If you are studying statistics, you will frequently come across two terms – parametric and nonparametric test. These terms are essential for anyone looking to pursue Statistics and Data Science. However, seldom one understands the gravity of these terms, especially when dealing with a holistic understanding of statistics and its implementation in data science.
Parametric and nonparametric tests are the two main ways of classifying statistical tests. The exciting and complicated aspect of this classification, particularly regarding nonparametric tests in statistics, is that there is no definitive definition of what defines a nonparametric test.
This makes understanding the differences between these two terms more complicated, and you require a more nuanced approach.
One common way is to take examples of parametric tests and then discuss their nonparametric counterparts. This is one of the best methods to understand the differences. In this article, we will take this approach to understand the topic at hand.

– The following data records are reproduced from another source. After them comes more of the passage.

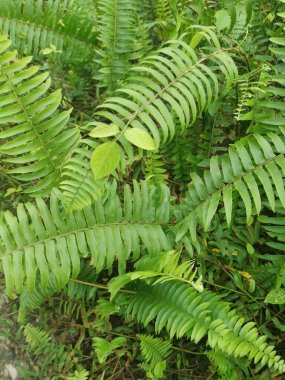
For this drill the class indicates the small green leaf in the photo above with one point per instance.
(223, 19)
(104, 130)
(140, 138)
(105, 159)
(276, 297)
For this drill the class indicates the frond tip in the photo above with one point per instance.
(174, 84)
(34, 139)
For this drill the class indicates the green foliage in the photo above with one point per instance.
(33, 131)
(174, 83)
(179, 309)
(103, 348)
(44, 240)
(175, 268)
(123, 38)
(154, 352)
(38, 25)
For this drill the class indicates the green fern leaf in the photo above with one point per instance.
(171, 84)
(178, 308)
(42, 240)
(250, 171)
(34, 139)
(77, 181)
(38, 24)
(154, 350)
(119, 21)
(103, 348)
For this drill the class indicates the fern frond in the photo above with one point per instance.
(104, 348)
(154, 350)
(34, 138)
(251, 168)
(163, 267)
(38, 24)
(178, 308)
(82, 374)
(274, 228)
(42, 240)
(173, 83)
(119, 21)
(154, 170)
(41, 344)
(77, 181)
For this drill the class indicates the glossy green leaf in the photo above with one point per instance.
(105, 159)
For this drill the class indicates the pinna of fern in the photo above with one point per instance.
(34, 140)
(172, 84)
(176, 306)
(251, 169)
(123, 37)
(37, 24)
(44, 240)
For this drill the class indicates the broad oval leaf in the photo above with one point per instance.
(223, 19)
(140, 138)
(276, 297)
(105, 159)
(104, 130)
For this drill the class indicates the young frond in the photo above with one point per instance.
(162, 267)
(44, 240)
(34, 139)
(250, 171)
(172, 84)
(40, 343)
(104, 348)
(183, 312)
(77, 181)
(119, 26)
(154, 350)
(38, 24)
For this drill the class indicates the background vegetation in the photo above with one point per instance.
(142, 192)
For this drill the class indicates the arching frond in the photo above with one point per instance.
(250, 171)
(37, 24)
(77, 181)
(174, 83)
(34, 139)
(154, 350)
(182, 312)
(42, 240)
(123, 38)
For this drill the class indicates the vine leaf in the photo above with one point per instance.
(105, 159)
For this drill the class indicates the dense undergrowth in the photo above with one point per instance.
(142, 151)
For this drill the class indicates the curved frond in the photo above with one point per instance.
(123, 37)
(250, 171)
(34, 138)
(77, 181)
(42, 240)
(175, 83)
(154, 350)
(182, 312)
(38, 24)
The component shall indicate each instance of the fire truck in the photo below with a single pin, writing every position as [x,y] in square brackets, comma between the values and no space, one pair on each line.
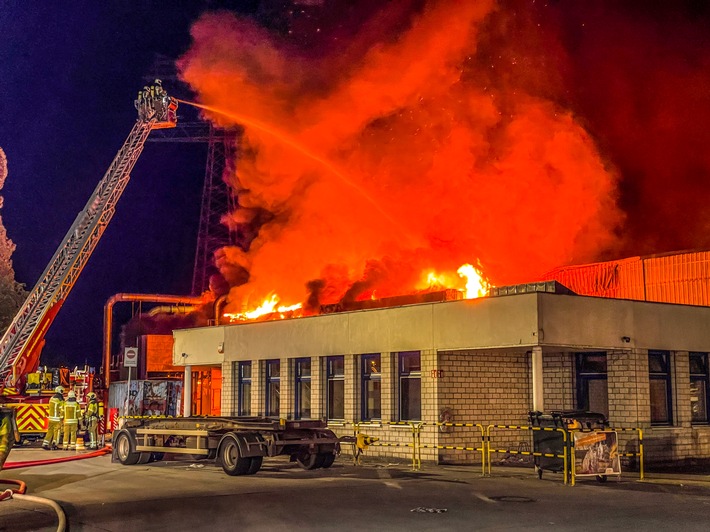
[25,385]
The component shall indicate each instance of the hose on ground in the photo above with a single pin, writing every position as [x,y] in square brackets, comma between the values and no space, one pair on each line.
[61,518]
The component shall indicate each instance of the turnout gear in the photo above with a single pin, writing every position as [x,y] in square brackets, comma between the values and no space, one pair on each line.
[91,419]
[72,413]
[54,420]
[8,433]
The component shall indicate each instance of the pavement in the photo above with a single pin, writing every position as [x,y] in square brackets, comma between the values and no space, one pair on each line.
[99,495]
[699,478]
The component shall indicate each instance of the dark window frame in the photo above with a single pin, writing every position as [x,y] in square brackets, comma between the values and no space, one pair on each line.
[242,409]
[301,378]
[663,376]
[702,377]
[332,377]
[585,373]
[408,375]
[272,381]
[366,378]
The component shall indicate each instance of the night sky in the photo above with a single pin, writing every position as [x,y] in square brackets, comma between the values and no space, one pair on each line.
[629,80]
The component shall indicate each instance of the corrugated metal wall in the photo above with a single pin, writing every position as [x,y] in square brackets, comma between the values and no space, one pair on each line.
[682,278]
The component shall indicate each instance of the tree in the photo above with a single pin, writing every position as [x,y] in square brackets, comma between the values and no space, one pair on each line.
[12,293]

What are Parametric Tests?
Parametric tests are the backbone of statistics and are an inseparable aspect of data science. This is simply because to interpret many models, especially the predictive models that employ statistical algorithms such as linear regression and logistic regression, you must know about specific parametric tests.
However, to fully grasp the idea of what a parametric test is, there are several aspects of Statistics that need to be on the tip of your fingers. Before proceeding, let’s brush up on these concepts.

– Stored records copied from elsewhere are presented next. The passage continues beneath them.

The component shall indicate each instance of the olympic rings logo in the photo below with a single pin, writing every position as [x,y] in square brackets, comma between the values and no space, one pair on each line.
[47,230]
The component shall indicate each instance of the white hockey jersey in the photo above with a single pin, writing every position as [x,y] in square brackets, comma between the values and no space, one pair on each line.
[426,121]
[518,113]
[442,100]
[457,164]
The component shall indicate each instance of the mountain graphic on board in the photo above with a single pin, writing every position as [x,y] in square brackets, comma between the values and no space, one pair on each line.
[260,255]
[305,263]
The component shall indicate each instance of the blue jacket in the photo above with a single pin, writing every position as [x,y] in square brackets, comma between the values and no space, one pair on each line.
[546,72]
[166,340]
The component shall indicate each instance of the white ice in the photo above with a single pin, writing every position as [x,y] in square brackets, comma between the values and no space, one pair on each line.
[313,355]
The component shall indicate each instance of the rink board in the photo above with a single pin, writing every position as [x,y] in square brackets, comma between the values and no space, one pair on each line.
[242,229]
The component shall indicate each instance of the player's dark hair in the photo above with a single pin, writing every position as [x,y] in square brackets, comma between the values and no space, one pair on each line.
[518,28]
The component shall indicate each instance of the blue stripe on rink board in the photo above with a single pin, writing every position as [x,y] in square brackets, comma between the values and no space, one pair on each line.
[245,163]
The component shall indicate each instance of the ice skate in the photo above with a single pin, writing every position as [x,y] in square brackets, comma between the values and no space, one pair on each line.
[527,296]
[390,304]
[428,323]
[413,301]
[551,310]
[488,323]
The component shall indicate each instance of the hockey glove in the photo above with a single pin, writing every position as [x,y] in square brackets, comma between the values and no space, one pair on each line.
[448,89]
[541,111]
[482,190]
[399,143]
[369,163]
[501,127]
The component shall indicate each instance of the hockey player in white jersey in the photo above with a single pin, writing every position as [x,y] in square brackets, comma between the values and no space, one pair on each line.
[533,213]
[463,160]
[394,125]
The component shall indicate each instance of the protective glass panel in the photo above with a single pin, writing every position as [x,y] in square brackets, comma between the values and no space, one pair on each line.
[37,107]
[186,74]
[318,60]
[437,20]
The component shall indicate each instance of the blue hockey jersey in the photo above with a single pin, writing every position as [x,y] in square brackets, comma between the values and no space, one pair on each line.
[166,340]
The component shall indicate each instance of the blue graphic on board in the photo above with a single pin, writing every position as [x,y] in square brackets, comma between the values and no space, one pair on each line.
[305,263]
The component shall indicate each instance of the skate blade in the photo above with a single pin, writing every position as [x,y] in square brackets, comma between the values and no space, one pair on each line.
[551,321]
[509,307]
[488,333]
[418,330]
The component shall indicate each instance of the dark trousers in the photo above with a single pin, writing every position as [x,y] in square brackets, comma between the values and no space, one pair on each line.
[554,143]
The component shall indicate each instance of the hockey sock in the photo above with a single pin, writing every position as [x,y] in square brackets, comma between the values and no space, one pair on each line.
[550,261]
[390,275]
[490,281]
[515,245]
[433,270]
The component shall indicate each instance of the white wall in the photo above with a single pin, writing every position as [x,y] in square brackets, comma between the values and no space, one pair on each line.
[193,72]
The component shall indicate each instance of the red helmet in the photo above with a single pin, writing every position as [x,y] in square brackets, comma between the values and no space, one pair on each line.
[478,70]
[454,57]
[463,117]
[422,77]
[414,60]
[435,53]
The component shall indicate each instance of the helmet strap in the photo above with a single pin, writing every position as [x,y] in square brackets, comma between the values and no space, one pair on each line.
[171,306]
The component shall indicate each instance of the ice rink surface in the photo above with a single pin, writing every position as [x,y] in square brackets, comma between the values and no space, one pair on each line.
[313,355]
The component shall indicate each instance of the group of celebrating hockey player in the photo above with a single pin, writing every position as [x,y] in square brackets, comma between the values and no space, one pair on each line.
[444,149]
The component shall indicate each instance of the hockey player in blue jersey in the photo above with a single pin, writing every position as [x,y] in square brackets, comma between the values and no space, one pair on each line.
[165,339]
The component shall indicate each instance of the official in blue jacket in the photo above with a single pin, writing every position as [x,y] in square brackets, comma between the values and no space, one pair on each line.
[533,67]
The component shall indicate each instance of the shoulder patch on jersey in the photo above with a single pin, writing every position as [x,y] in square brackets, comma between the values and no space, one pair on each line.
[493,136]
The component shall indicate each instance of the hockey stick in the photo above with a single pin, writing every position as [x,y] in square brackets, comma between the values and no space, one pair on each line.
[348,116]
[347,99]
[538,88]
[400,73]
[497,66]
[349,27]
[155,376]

Also Read: Basic Statistics Concepts for Data Science
1) Population
Population refers to all individuals or subjects of interest that you want to study. Typically, in statistics, you can never fully collect information on population because
 Either – the population is too large, causing accessibility issues . For example, suppose you want to know the income of all working Indians. In that case, asking about the income of millions of individuals in the organized and disorganized sector is almost impossible.
 Or – the volume and velocity of the population data are too high, which causes hardware issues (limited memory), making it difficult to process such data . For example, if you want to understand the spending pattern of the major bank’s customers, the sheer number of transactions happening at any given moment can be in millions. Analyzing a month’s data can be computationally so expensive that it’s impossible to use the whole data.
2) Parameter
To answer any question, you will need arithmetic to quantify the population. Such critical quantification methods can be – mean, standard deviation, median, minimum, maximum, interquartile range, etc. These significant values that describe the population are known as ‘parameters’.
3) Sample
As mentioned earlier, it becomes difficult to have complete data of the population in question due to various issues. However, to answer many questions, you need to understand the population. This is where the use of samples comes in handy.
Samples are nothing but the subset of a population that represents the population due to a concept known as the central limit theorem.
4) Central Limit Theorem
To put it roughly, the Central Limit Theorem (CLT) states :
If you have a large enough number of samples, i.e., the sample size (large theoretically means more than 30), then the mean of all these samples will be the same as the mean of the population.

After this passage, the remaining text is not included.